For decades, the people of Japan have been turning to a new kind of suicide, one more suited to the modern era: “evaporation.” They vanish without a trace. These so-called johatsu, the “evaporated people,” leave their former selves behind in order to live in the shadows, working and existing in secret.
The stories of the johatsu are recorded in Léna Mauger and Stéphane Remael’s The Vanished: The Evaporated People of Japan in Stories and Photographs. Since the asset price bubble burst in 1992, marking the beginning of what would come to be known as the Lost Score (1991-2010), an estimated 100,000 people vanish in Japan annually. Many of them are never found. Some are not even reported missing.
There are many factors that contribute to Japan’s growing population of johatsu. There is usually a rise is disappearances during times of economic hardship, indicating that financial factors play a role. People who lose their jobs or who are unable to pay their debts or support their families might find it easier to just disappear than to find a solution. Others may want to escape violent partners, or the pressures and restrictions of everyday life, and seek freedom.

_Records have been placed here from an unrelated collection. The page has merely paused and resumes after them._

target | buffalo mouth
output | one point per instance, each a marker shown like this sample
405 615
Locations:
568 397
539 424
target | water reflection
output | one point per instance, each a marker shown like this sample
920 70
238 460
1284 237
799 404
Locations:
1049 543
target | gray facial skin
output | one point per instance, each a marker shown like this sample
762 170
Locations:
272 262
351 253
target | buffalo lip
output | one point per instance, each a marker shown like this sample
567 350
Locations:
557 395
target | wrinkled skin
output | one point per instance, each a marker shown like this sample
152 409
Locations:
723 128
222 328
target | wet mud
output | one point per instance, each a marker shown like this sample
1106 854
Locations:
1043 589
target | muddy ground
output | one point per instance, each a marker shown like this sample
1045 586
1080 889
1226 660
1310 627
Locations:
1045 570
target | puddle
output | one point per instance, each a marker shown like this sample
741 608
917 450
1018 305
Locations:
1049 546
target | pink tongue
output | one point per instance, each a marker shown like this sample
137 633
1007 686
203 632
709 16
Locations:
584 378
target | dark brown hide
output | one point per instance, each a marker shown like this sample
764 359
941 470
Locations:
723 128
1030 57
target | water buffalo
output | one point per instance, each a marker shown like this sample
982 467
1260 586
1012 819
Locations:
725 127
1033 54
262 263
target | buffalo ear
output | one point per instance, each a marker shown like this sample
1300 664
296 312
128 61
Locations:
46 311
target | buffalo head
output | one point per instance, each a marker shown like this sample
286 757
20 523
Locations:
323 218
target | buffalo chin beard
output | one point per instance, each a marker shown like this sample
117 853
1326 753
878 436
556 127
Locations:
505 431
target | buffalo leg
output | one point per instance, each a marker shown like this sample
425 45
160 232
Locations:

Shame is another motivator. For instance, disappearances in Japan increased at the end of World War II, when the country was collectively hanging its head in defeat. Evaporation, therefore, could be the new seppuku, a ritual suicide once practiced by samurai and high-ranking militia. Japan was historically a nation which preferred honor and death over shame and disgrace, and many still hold onto this ideal. In the modern era, disappearing without a trace seems like an easier, more accessible alternative to suicide.
Another factor that tempts people into vanishing is that they know they could survive. The country’s thriving shadow economy makes it possible to disappear and to find work under the table without any identification or paper trails. Many of them try to find jobs as day laborers in a place once known as Sanya, a district of modern day Taito Ward in Tokyo. This area is known for its cheap lodgings, cheap labor, and affiliations with the yakuza, Japan’s largest crime syndicate.
Life will become more difficult for Japan’s evaporated people as technology catches up to them. The nation’s Individual Number system (similar to the Social Security Number system) was introduced in 2015 to track people for tax purposes and in the wake of disaster. And the places these vanishing people once turned to for shelter, such as Tokyo’s Sanya, are moving further out of reach due to gentrification and repurposing.